Credit: OtherSide Entertainment

Who is SHODAN supposed to turn into cyborgs now?

Since its announcement back in 2015, the development for System Shock 3 has been especially secretive. While NightDive Studios is currently working on a remake of the original game, OtherSide Entertainment was supposed to be creating this new entry into the cult classic sci-fi horror series. However, according to some recently discovered information, it seems most of System Shock 3‘s dev team are currently missing in action (by which I mean they either quit or were laid off).

According to reports collected by Video Game Chronicle, multiple important members of the team have left the project over the last few months. This includes the writer/director, the QA lead, the lead programmer, and the senior designer, just to name a few. Despite these departures, the remaining team was still working on the game, at least as far as anyone knew. According to VGC’s most recently obtained report, though, it now appears as though nearly or all of the team has been laid off from OtherSide Entertainment.

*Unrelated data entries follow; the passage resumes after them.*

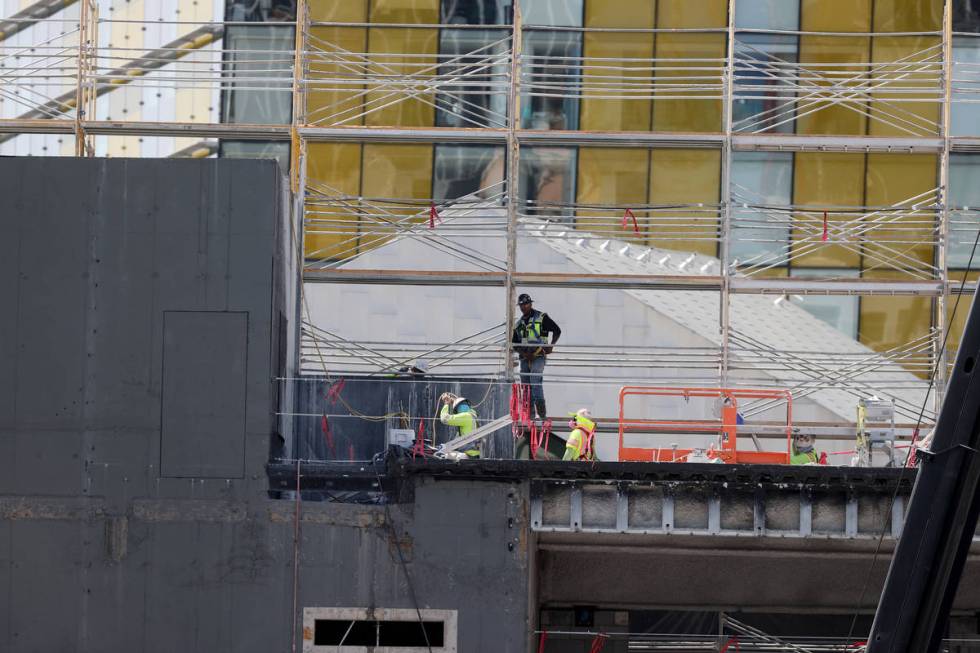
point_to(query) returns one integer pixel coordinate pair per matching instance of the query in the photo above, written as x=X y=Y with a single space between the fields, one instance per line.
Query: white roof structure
x=610 y=337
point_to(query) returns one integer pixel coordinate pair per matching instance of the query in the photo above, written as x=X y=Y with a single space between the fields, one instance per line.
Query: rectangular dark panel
x=203 y=400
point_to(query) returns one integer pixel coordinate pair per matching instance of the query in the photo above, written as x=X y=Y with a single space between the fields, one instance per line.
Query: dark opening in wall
x=336 y=632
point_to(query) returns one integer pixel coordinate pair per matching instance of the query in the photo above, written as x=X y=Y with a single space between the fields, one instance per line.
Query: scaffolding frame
x=498 y=73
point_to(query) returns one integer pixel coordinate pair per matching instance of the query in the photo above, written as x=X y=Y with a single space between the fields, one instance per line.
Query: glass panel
x=828 y=58
x=767 y=14
x=761 y=183
x=835 y=65
x=839 y=312
x=547 y=181
x=394 y=174
x=336 y=56
x=764 y=83
x=618 y=78
x=699 y=61
x=964 y=217
x=463 y=170
x=686 y=178
x=832 y=183
x=332 y=224
x=550 y=80
x=419 y=12
x=401 y=51
x=965 y=107
x=835 y=16
x=893 y=322
x=262 y=12
x=477 y=12
x=565 y=13
x=908 y=15
x=908 y=102
x=260 y=61
x=907 y=179
x=482 y=100
x=614 y=178
x=955 y=323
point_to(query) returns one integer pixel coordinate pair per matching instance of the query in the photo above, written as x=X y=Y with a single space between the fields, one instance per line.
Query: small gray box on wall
x=203 y=401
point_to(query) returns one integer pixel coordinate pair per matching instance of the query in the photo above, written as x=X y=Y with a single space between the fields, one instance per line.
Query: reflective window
x=964 y=215
x=965 y=106
x=469 y=170
x=477 y=97
x=762 y=184
x=565 y=13
x=551 y=80
x=260 y=65
x=767 y=14
x=477 y=12
x=266 y=11
x=764 y=83
x=840 y=312
x=966 y=16
x=257 y=150
x=547 y=181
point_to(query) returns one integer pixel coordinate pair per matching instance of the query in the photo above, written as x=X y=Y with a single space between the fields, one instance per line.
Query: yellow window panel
x=700 y=59
x=686 y=177
x=905 y=74
x=611 y=176
x=893 y=322
x=335 y=58
x=419 y=12
x=332 y=227
x=825 y=182
x=835 y=16
x=893 y=179
x=348 y=11
x=393 y=176
x=697 y=15
x=401 y=61
x=618 y=78
x=833 y=108
x=908 y=15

An anonymous developer, whose story was corroborated by OtherSide’s former community manager Sam Luangkhot, posted to the RPGCodex forums about the dire state of the project.

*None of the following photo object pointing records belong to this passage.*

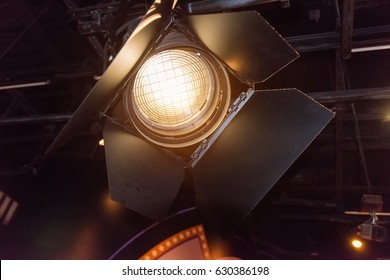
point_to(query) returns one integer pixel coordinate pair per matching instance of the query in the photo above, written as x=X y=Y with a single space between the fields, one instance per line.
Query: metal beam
x=38 y=119
x=331 y=40
x=212 y=6
x=351 y=95
x=347 y=28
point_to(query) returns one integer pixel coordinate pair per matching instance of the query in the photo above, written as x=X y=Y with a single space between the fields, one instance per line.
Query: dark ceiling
x=52 y=53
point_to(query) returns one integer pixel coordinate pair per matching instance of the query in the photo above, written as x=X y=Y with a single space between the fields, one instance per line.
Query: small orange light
x=357 y=243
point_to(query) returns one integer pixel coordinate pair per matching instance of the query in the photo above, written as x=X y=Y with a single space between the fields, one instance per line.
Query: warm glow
x=357 y=243
x=172 y=89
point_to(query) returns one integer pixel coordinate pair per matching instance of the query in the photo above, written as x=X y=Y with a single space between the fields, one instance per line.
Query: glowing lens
x=357 y=243
x=172 y=89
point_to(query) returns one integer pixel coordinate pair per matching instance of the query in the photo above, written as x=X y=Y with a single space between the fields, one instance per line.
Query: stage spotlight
x=356 y=243
x=171 y=109
x=178 y=97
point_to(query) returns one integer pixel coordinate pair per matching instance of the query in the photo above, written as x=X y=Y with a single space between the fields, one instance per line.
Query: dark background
x=64 y=211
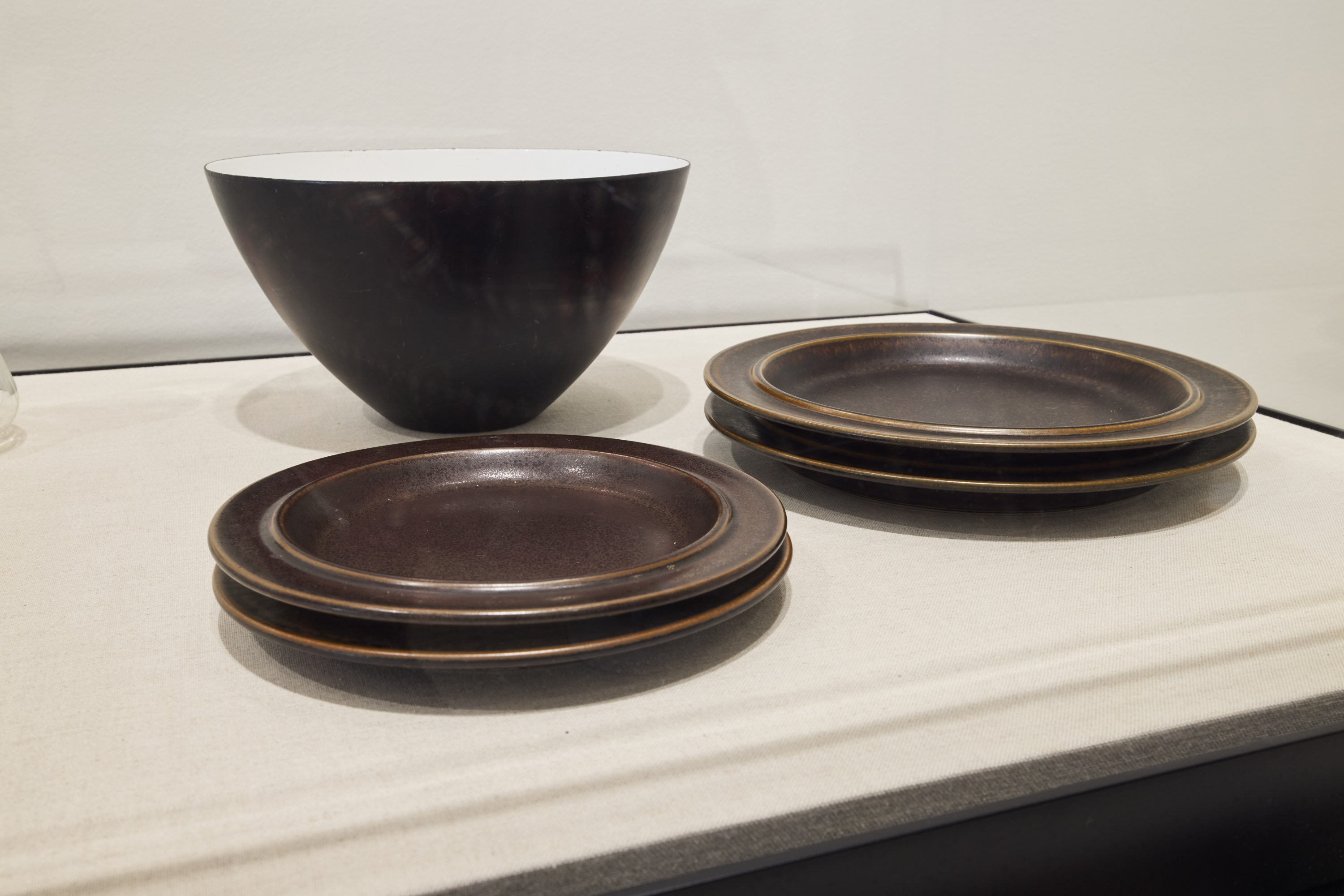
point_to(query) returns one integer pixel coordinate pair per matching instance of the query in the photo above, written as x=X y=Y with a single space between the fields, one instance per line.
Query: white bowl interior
x=400 y=166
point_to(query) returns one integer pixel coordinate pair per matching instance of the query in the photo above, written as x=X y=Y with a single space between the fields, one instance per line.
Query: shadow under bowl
x=455 y=291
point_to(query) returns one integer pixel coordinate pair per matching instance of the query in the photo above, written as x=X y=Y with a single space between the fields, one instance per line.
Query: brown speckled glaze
x=496 y=530
x=972 y=480
x=972 y=382
x=986 y=389
x=522 y=645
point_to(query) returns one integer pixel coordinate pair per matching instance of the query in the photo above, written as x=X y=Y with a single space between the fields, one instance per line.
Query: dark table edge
x=862 y=852
x=745 y=875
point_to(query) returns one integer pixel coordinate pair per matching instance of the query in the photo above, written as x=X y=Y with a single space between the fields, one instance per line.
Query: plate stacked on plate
x=496 y=550
x=979 y=418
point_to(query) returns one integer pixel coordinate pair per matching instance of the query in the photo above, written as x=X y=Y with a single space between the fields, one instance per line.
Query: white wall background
x=847 y=156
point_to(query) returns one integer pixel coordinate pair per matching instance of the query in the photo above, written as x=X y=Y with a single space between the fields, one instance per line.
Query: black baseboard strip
x=785 y=320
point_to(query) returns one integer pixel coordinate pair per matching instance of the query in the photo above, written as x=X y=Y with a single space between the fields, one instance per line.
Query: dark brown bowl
x=445 y=647
x=496 y=530
x=455 y=291
x=984 y=389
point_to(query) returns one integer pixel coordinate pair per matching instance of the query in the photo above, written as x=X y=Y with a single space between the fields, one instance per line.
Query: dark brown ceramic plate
x=910 y=475
x=496 y=530
x=522 y=645
x=990 y=389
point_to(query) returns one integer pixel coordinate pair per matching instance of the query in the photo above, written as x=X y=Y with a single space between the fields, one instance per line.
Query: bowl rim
x=413 y=166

  • “The only reason I’m posting is because I saw so much confusion about the state of the company and the project I thought some first person information would be welcome. I never suggested we were halfway done, core systems are a great foundation for a game but most of the work is content development which we were critically behind in, both in real assets and in tool support for an efficient pipeline. Was the failure of the project right? It’s hard to say. If Starbreeze hadn’t gone into crisis I think we would’ve delivered something interesting with some fresh and innovative gameplay, but a much smaller game than what people were expecting and inevitably disappointing for a sequel to such a beloved franchise. Those high expectations drove a lot of expensive experimentation. We were a small team and knew we couldn’t compete with current immersive sims in production quality and breadth, so we had to be creative and clever and weird. And we were on our way to make something unique and possibly fun, but probably not what the audience was hungry for.”

Several gaming news outlets have reached out to OtherSide for a comment on the current state of System Shock 3, but as of writing, radio silence has been maintained.